2) Call the Restore API endpoint to start restoring the index data into your Elasticsearch instance:

curl -XPOST "localhost:9200/_snapshot/usfec/1/_restore"

At this point, go make yourself a coffee. When your delicious cup of single-origin, direct trade coffee has finished brewing, you can check to see if the restore operation is complete by calling the cat recovery API:

curl -XGET 'localhost:9200/_cat/recovery?v'

Or get a count of the documents in the expected indexes:

curl -XGET localhost:9200/usfec*/_count -d '{
        "query": {
                "match_all": {}

which should return a count of approximately 4250251.

Pointing Kibana 4 to an Elasticsearch index

The first time you go to Kibana at localhost:5601, it'll ask you to define an “index pattern":

Since the Elasticsearch cluster may contain numerous indexes, you need to tell Kibana which index contains the data you want to build visualizations and dashboards against. In this case, the campaign contribution snapshot contained four indexes, so when you ran your index restore operation, it should have created four new indexes in your Elasticsearch instance:

  • usfec_indiv_contrib: contributions from individuals to committees
  • usfec_comm2cand_contrib: contributions from committees to candidates
  • usfec_comm2comm_contrib: contributions from committees to other committees
  • usfec_oppexp: committee operating expenditures

You can type in one of these index names into the input field, select a time-field (in our indexes, it will be '@timestamp'), then click Create:

In the examples in this blog post, we've exclusively looked at the individual contributions data but there's certainly a wealth of data to explore in the other three indexes. You could even set up an index pattern in Kibana to point to all four indexes and try to correlate data between data sets!

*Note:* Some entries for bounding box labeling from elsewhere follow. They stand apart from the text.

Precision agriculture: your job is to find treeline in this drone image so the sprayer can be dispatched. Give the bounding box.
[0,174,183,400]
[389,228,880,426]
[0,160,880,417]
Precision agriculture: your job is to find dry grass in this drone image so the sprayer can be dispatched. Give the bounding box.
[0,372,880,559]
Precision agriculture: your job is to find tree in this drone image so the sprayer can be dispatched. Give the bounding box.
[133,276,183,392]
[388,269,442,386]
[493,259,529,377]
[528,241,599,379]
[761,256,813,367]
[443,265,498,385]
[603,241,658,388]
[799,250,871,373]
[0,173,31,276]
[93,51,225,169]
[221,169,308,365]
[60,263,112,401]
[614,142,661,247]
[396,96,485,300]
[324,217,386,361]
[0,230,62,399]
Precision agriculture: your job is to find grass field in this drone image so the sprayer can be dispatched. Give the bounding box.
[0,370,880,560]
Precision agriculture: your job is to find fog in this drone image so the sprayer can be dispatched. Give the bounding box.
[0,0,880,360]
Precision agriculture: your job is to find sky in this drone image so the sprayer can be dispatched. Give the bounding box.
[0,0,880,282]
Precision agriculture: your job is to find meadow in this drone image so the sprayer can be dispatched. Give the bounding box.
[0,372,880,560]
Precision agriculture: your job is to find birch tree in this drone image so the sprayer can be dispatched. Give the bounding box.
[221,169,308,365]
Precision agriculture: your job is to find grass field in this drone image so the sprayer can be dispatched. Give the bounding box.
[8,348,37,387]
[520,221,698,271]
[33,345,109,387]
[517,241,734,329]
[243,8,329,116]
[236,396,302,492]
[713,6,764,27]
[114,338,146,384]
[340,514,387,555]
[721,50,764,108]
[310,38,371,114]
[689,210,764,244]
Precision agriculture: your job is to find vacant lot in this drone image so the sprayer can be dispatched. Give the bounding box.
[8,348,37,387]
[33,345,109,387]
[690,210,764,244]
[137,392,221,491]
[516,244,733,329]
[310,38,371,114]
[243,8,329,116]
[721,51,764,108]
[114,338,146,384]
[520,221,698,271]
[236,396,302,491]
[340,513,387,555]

Go to the Discover tab, select a more suitable time frame (set an Absolute “From" date of about 2012-12-18), and go exploring!

Appendix B. Supporting Links

Raw data and data dictionary files from resource center
Numerous resources for analyzing campaign finance data. Thanks for providing a more detailed data dictionary for the FEC data!

GitHub repo with supporting files
Logstash config, index template, Python script for denormalizing data and creating JSON, etc.